"I am going on immediately to Tipton," said Dorothea, rather haughtily.
"Good-by."
Sir James could say nothing as he accompanied her to the carriage. He
was altogether discontented with the result of a contrivance which had
cost him some secret humiliation beforehand.
Dorothea drove along between the berried hedgerows and the shorn
corn-fields, not seeing or hearing anything around. The tears came and
rolled down her cheeks, but she did not know it. The world, it seemed,
was turning ugly and hateful, and there was no place for her
trustfulness. "It is not true--it is not true!" was the voice within
her that she listened to; but all the while a remembrance to which
there had always clung a vague uneasiness would thrust itself on her
attention--the remembrance of that day when she had found Will Ladislaw
with Mrs. Lydgate, and had heard his voice accompanied by the piano.
"He said he would never do anything that I disapproved--I wish I could
have told him that I disapproved of that," said poor Dorothea,
inwardly, feeling a strange alternation between anger with Will and the
passionate defence of him. "They all try to blacken him before me; but
I will care for no pain, if he is not to blame. I always believed he
was good."--These were her last thoughts before she felt that the
carriage was passing under the archway of the lodge-gate at the Grange,
when she hurriedly pressed her handkerchief to her face and began to
think of her errands. The coachman begged leave to take out the horses
for half an hour as there was something wrong with a shoe; and
Dorothea, having the sense that she was going to rest, took off her
gloves and bonnet, while she was leaning against a statue in the
entrance-hall, and talking to the housekeeper. At last she said--
"I must stay here a little, Mrs. Kell. I will go into the library and
write you some memoranda from my uncle's letter, if you will open the
shutters for me."
"The shutters are open, madam," said Mrs. Kell, following Dorothea, who
had walked along as she spoke. "Mr.
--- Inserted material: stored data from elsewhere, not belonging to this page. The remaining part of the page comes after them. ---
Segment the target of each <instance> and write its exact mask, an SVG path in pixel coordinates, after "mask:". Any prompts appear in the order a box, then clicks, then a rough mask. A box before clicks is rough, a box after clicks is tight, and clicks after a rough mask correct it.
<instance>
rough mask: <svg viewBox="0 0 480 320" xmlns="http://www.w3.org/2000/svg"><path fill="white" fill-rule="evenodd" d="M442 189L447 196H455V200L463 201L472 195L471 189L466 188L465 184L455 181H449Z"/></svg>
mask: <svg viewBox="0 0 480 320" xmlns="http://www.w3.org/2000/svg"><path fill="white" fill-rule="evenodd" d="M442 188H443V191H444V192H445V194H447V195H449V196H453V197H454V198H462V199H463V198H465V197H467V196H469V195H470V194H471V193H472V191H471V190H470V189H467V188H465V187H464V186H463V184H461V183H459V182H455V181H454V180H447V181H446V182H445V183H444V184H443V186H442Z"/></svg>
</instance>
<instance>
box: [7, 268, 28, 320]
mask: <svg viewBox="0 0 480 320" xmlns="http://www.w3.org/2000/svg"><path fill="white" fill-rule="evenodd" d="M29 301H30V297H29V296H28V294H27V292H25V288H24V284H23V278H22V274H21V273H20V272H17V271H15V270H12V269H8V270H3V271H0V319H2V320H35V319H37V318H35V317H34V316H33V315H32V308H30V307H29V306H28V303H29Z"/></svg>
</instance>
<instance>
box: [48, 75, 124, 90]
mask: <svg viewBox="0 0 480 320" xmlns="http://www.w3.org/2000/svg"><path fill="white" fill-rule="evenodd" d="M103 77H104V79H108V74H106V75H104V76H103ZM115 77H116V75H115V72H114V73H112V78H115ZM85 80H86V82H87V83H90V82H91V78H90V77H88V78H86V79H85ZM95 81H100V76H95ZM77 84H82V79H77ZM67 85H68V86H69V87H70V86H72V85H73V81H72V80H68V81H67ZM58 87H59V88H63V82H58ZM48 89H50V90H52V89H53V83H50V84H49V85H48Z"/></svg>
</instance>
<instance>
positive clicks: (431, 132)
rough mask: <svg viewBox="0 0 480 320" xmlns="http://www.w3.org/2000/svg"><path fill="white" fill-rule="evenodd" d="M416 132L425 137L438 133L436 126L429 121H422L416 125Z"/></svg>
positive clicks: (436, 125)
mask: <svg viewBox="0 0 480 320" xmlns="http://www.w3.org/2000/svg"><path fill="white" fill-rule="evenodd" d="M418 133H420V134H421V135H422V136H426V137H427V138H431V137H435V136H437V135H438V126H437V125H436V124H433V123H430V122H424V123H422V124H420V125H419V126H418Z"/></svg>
Ladislaw is there, looking for
something."
(Will had come to fetch a portfolio of his own sketches which he had
missed in the act of packing his movables, and did not choose to leave
behind.)
Dorothea's heart seemed to turn over as if it had had a blow, but she
was not perceptibly checked: in truth, the sense that Will was there
was for the moment all-satisfying to her, like the sight of something
precious that one has lost. When she reached the door she said to Mrs.